I didn't hear a lot about desensitizing - one person said some of the
alternative medicine people do desensitizing for all sorts of food
intolerances *except* gluten - apparently, giving a tiny dose every few
days and gradually increasing.  This is kind of what i've heard of people
doing for themselves.  I've been driven up the wall by things like
reacting to corn starch in medication without realizing it.

One person told me that her husband had these severe reactions to gluten
accidents for 3 years after being gluten-free, then they went away.  if
this is generally true it is really a nice thing to look forward to.

My reaction to corn might actually be the same thing as my reaction to
gluten.  The only grains I was eating a lot were wheat and oats, but I
reacted to rice, millet, lemongrass tea, etc. which I hardly ever ate,
which suggests I might have made some kind of antibody to gluten grains
which also cross-reacts to other grains.  People's bodies aren't necessarily
uniform in what their anti-gluten antibodies look like.

Whether trace amounts of gluten, like the amount you would get in wheat
starch, cause any damage to celiacs, I don't remember.  Like I said, it
could be that eating trace amounts might actually be helpful in preventing
people from getting these awful reactions to tiny quantities.  I think I
may have read that wheat starch did not cause intestinal damage for
celiacs - not enuf gluten.  However this is obviously a personal choice,
I'm not advocating doing this, just saying that there isn't enough
evidence to say for sure that it's unhealthy.

I got a whole lot of comments about side issues.  I looked into
anti-inflammatory diet etc. a whole lot months ago, and put my conclusions
at http://www.lightlink.com/lark/why.html

By the way, my "hypoglycemia", my jittery reactions, anxiety from
high-glycemic carbs, has gotten way better on a lowfat highcarb diet.
I can kind of eat honey now, whereas months ago a few blueberries gave me
an anxiety attack.
I bet that "hypoglycemia", i.e. carbohydrate intolerance, is related
to gluten intolerance.  People just don't understand how, yet.

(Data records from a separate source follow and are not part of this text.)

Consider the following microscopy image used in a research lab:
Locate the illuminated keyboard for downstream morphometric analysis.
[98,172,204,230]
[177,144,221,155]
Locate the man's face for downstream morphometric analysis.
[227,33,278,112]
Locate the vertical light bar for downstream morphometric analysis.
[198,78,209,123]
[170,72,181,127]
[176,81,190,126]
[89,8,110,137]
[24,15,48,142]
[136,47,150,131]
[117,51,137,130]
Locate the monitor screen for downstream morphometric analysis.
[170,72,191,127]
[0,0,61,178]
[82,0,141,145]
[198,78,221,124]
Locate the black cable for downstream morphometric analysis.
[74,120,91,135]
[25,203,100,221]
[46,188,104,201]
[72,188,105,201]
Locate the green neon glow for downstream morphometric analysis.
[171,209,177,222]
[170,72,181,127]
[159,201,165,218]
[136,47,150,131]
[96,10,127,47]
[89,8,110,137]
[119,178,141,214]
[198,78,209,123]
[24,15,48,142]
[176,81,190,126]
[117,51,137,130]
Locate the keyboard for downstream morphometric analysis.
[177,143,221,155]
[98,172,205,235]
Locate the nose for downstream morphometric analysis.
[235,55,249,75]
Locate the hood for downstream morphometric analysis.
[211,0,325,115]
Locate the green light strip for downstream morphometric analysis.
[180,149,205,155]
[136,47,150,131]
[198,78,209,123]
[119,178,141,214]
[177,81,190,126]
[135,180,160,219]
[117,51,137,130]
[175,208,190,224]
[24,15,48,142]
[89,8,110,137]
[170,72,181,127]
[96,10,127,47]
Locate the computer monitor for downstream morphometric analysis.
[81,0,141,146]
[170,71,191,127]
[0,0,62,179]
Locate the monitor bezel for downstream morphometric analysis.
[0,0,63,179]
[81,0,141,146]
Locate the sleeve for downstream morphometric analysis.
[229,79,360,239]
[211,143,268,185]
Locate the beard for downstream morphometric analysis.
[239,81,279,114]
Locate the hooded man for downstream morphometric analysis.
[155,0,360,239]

The "candida connection" stuff is terribly unsubstantiated - there is NO
research by those people in Medline that I know of.  The ONLY reputable
medical research really supporting an allergy/candida connection I know of
is what I mentioned - this guy Huffnagle at the Univ. Michigan who found
that candida overgrowth in mice made their allergies worse.  He did NOT
advocate a low-carbohydrate diet to control Candida, instead he said
fruits and vegetables have anti-yeast compounds, so eat them;
that saturated fat encourages Candida; that COX-2 inhibitors reduce
Candida's production of prostaglandins that make allergies worse.  I
believe enough in keeping Candida down to take caprylic acid; but no
more.  There is just no justification for eating a heart-unhealthy
low-carbohydrate diet "to keep the Candida down".  Anyways it is totally a
side issue and please, no email about it.